Some of that was no Corvette, no speed-boat, no motorhome, and no kids to put through college.
All of which contributed to owning my house free-and-clear, plus healthcare and other bennies.
After 16 years I didn’t wanna drive bus another 14-15 years. Driving bus was fun at first, but our clientele was getting troublesome.
Thankfully, my stroke ended my bus driving, and got me into the newspaper-biz. Although that paid nowhere near as much.

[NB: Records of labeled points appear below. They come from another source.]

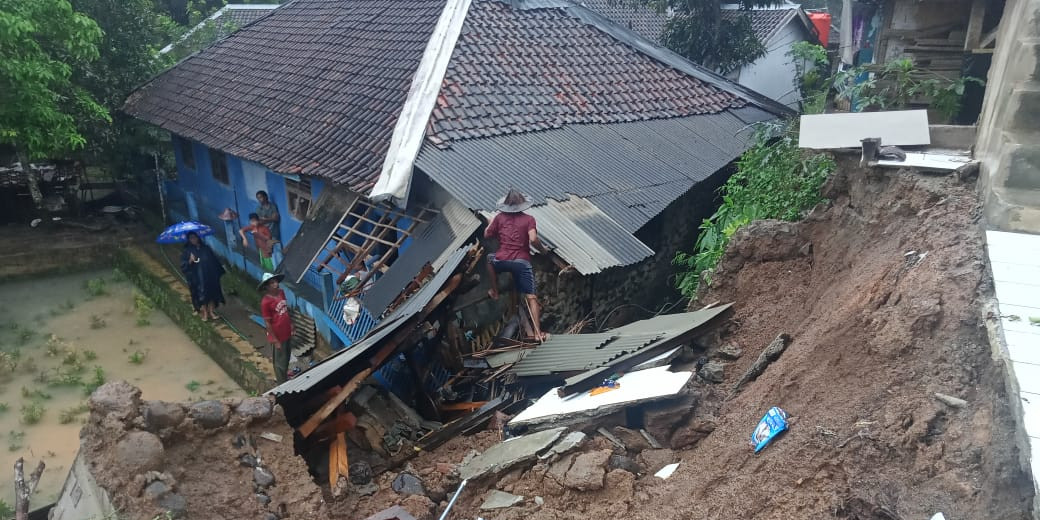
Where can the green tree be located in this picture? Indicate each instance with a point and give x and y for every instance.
(133, 32)
(42, 42)
(697, 30)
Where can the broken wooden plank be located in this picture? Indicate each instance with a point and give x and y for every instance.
(463, 424)
(314, 420)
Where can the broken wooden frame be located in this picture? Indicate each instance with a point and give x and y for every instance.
(374, 226)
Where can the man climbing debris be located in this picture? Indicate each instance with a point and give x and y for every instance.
(516, 233)
(275, 310)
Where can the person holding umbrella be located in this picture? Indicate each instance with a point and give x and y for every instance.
(275, 310)
(203, 271)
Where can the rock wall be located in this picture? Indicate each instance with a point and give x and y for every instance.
(1010, 123)
(616, 295)
(230, 459)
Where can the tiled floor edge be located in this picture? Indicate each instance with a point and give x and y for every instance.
(998, 351)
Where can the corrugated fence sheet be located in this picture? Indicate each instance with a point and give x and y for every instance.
(586, 237)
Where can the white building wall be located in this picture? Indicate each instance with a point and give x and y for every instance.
(773, 75)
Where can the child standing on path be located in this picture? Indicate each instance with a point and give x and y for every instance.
(263, 239)
(275, 310)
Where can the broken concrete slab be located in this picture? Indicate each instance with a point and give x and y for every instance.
(569, 442)
(588, 470)
(395, 513)
(509, 453)
(500, 499)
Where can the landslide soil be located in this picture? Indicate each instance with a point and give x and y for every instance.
(876, 332)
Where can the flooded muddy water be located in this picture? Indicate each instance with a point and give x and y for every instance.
(61, 336)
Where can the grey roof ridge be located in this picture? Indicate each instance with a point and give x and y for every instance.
(661, 54)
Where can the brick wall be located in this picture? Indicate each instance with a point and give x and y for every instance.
(611, 296)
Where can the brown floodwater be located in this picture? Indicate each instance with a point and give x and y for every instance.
(60, 335)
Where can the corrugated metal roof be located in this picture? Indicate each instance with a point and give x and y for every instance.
(613, 165)
(393, 321)
(586, 237)
(568, 353)
(435, 242)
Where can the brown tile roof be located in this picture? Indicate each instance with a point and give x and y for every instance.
(526, 70)
(763, 22)
(644, 21)
(314, 88)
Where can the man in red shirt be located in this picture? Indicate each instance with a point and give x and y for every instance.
(516, 232)
(275, 310)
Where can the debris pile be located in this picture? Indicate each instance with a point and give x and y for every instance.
(212, 459)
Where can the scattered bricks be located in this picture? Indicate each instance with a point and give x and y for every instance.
(263, 477)
(156, 490)
(176, 504)
(159, 415)
(117, 397)
(407, 484)
(140, 451)
(730, 352)
(625, 463)
(712, 371)
(588, 471)
(255, 408)
(209, 414)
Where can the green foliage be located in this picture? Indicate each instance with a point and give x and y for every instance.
(15, 440)
(697, 30)
(97, 381)
(137, 357)
(775, 179)
(32, 413)
(811, 75)
(96, 287)
(895, 84)
(70, 415)
(42, 42)
(98, 321)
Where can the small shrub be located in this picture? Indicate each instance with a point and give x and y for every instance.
(96, 381)
(25, 336)
(98, 321)
(15, 440)
(143, 307)
(71, 415)
(96, 287)
(32, 413)
(137, 357)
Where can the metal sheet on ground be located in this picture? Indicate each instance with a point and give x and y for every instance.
(902, 128)
(640, 386)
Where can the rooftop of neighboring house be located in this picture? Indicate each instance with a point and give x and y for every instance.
(229, 19)
(767, 22)
(600, 126)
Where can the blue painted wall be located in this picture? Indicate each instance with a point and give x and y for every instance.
(197, 196)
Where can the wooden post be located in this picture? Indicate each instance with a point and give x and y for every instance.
(24, 490)
(975, 25)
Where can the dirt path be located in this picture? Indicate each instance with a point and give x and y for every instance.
(876, 332)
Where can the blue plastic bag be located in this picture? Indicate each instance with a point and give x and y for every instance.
(773, 423)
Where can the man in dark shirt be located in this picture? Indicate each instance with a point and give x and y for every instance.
(516, 232)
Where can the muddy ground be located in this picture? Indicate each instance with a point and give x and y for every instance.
(880, 291)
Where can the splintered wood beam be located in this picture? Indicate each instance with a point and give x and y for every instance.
(344, 462)
(333, 463)
(314, 420)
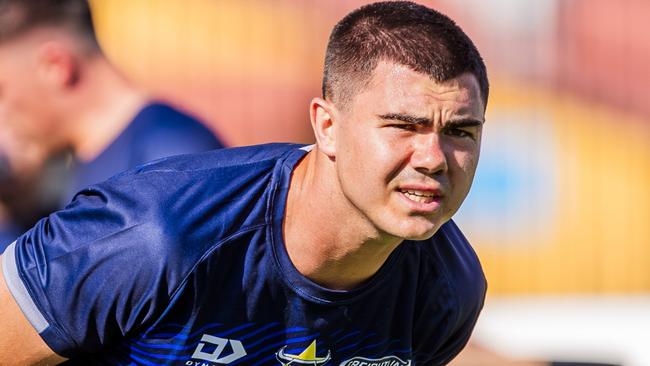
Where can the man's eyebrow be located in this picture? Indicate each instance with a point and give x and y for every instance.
(455, 123)
(406, 118)
(463, 122)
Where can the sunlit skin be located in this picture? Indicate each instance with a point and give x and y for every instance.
(394, 163)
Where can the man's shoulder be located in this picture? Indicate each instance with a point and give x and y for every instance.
(215, 160)
(456, 261)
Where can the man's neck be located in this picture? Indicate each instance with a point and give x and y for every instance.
(328, 240)
(109, 102)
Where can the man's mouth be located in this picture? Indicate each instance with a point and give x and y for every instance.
(420, 196)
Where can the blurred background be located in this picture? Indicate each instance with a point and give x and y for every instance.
(560, 210)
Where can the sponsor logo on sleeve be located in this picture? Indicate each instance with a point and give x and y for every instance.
(384, 361)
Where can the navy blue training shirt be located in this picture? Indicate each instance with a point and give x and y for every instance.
(182, 262)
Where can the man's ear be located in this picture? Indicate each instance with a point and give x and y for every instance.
(324, 117)
(58, 66)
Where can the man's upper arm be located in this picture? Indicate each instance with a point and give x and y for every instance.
(20, 344)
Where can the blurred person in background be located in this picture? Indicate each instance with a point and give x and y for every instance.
(68, 117)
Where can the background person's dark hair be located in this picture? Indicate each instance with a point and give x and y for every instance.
(20, 16)
(402, 32)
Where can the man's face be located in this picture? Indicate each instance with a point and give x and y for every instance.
(407, 149)
(27, 119)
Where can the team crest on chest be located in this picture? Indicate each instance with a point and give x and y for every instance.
(306, 357)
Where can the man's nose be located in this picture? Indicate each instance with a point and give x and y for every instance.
(428, 154)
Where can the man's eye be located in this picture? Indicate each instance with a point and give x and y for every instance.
(459, 133)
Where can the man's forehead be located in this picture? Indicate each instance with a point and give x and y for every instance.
(399, 86)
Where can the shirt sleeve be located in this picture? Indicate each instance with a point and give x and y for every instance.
(95, 271)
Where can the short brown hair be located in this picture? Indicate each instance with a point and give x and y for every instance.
(402, 32)
(20, 16)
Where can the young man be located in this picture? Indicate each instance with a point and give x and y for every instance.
(342, 253)
(58, 92)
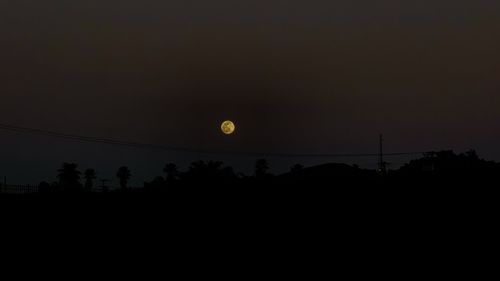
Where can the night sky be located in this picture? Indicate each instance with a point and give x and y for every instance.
(295, 76)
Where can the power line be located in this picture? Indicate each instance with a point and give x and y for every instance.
(116, 142)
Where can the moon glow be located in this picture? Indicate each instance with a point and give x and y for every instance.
(228, 127)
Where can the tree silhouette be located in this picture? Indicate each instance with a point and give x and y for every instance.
(124, 175)
(69, 177)
(172, 173)
(89, 176)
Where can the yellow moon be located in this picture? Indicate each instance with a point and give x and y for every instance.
(228, 127)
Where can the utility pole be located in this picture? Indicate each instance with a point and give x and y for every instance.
(381, 163)
(104, 188)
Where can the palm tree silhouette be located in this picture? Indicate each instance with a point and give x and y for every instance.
(89, 176)
(124, 175)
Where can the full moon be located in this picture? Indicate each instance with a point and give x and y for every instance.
(228, 127)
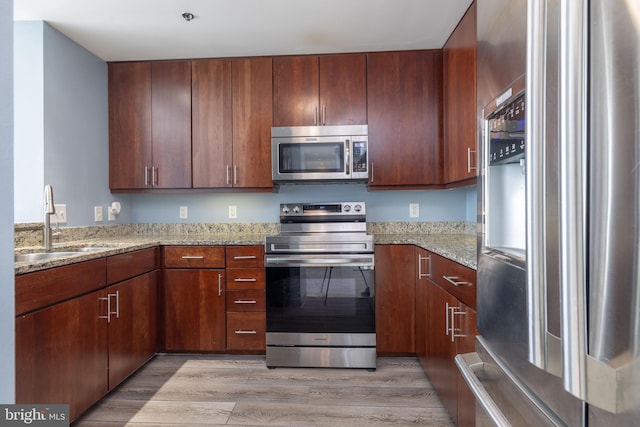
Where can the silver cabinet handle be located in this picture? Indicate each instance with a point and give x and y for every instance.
(469, 167)
(535, 183)
(469, 364)
(108, 300)
(420, 273)
(455, 281)
(572, 177)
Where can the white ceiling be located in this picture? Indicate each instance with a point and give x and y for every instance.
(118, 30)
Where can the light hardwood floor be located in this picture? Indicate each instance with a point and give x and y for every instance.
(175, 390)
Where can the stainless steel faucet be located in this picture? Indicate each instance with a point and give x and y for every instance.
(49, 209)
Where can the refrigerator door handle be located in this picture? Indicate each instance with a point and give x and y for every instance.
(573, 134)
(469, 364)
(534, 182)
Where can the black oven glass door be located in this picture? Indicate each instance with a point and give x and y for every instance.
(316, 157)
(336, 299)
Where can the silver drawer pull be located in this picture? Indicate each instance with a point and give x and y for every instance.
(455, 281)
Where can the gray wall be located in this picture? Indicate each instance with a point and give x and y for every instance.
(62, 139)
(7, 306)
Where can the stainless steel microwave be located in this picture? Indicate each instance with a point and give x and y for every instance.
(320, 153)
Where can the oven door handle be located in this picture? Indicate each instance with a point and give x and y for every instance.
(319, 261)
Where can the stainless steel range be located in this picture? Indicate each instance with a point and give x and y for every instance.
(320, 288)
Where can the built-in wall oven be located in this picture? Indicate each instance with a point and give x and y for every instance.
(320, 288)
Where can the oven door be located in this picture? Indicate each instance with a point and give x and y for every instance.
(327, 294)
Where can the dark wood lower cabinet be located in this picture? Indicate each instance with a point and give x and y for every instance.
(61, 354)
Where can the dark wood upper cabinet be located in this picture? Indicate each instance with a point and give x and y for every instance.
(212, 123)
(252, 117)
(404, 93)
(149, 125)
(460, 131)
(129, 124)
(171, 124)
(319, 90)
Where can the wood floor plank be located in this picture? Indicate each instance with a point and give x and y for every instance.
(212, 390)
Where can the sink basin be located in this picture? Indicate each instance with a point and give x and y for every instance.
(39, 256)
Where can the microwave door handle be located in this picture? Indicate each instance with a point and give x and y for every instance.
(347, 157)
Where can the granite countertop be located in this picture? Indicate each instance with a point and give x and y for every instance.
(457, 247)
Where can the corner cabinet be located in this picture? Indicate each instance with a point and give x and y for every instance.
(395, 295)
(460, 131)
(194, 298)
(149, 125)
(314, 90)
(404, 93)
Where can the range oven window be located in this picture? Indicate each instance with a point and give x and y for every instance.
(311, 157)
(337, 299)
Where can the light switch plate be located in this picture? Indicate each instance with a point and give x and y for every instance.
(61, 214)
(414, 210)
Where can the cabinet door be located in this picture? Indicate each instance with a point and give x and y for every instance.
(194, 310)
(133, 327)
(343, 89)
(61, 354)
(295, 91)
(252, 119)
(465, 343)
(441, 350)
(395, 298)
(212, 123)
(129, 124)
(404, 92)
(460, 131)
(171, 123)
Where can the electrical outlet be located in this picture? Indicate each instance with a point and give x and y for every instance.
(61, 214)
(184, 212)
(414, 210)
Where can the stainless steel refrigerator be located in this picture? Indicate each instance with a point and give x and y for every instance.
(558, 214)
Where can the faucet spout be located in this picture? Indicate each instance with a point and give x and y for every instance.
(49, 209)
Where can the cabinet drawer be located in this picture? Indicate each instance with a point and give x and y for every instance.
(124, 266)
(245, 278)
(458, 280)
(194, 256)
(246, 331)
(245, 256)
(246, 300)
(46, 287)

But I loved our 300s. One of my best rides was to a faraway rural suburb in the morning. Deadhead out (no passengers) then express-to-downtown.
I covered quite a few stops northwest of Rochester, then got on an expressway. Hammer down, pedal-to-the-metal, head for the passing lane! 65 mph, about all a 300 would do.
(I used to say it was no fun driving bus unless you could hammer-down at least once per day.)
My passengers loved it. A fast ride into the city. I averaged 15-20 regulars.
35 or more passengers in a 300 was silly, but there was more to it than my bus.
To my passengers I was “a good one.” Never absent, and always on time no matter what the weather. And I waited if I saw a passenger running for my bus.
Nope, that’s “Blondie.” She’s four houses down the street, but I ain’t stickin’ ‘er. I rode bus myself years ago.
The other trick was backing an “artic;” same problem as faced by drivers of 18-wheelers.
Most of the time a bus goes forward, so the driver never has to back up.
Turn to back-up left, and the trailer swings right. This made a difference in the old Midtown Plaza Park-and-Ride terminal.
Pull-in then back out, making sure your trailer didn’t clout something. To get the trailer aimed right, you had to steer left at first.
For whatever reason I wanted to make sense of this. You could do it wrong and usually get away with it. A supervisor was there to stop you if need be.
Often after returning to “the Barns” I was directed to park my 300 next to a wall behind the Overhaul-Shop.
Challenge time: parallel-park an “artic.” The only way to do this was backing.
Righty-lefty, lefty-righty! I parked successfully, three feet from the curb front-to-back. (15 minutes, and maybe four tries.)
Would anyone else do this? I bet the mechanics noticed.
As I increased in seniority, I picked runs that used a 300.

• An “artic” (“r-TIK”) was a two-section (“bendable”) bus powered by one motor. The second section was a trailer connected to the first section by drawbar/bellows. An “artic” had a single driver.
• For 16&1/2 years (1977-1993) I drove transit bus for Regional Transit Service (RTS) in Rochester, NY, a public employer, the transit-bus operator in Rochester and environs. My heart-defect caused stroke October 26th, 1993 ended that. I retired on medical-disability, and that defect was repaired. I recovered well enough to return to work at a newspaper; I retired from that almost 15 years ago.
• Bus-runs are picked by seniority.
• For you lecherous readers, “Blondie” was young and pretty, but smoked. (No way in a million years could I climb in the sack with a smoker!)
• “The Barns” are at 1372 East Main St. in Rochester, large sheds for storing buses inside. An operations administration building was attached. We bus-drivers always said we were working out of “the Barns.”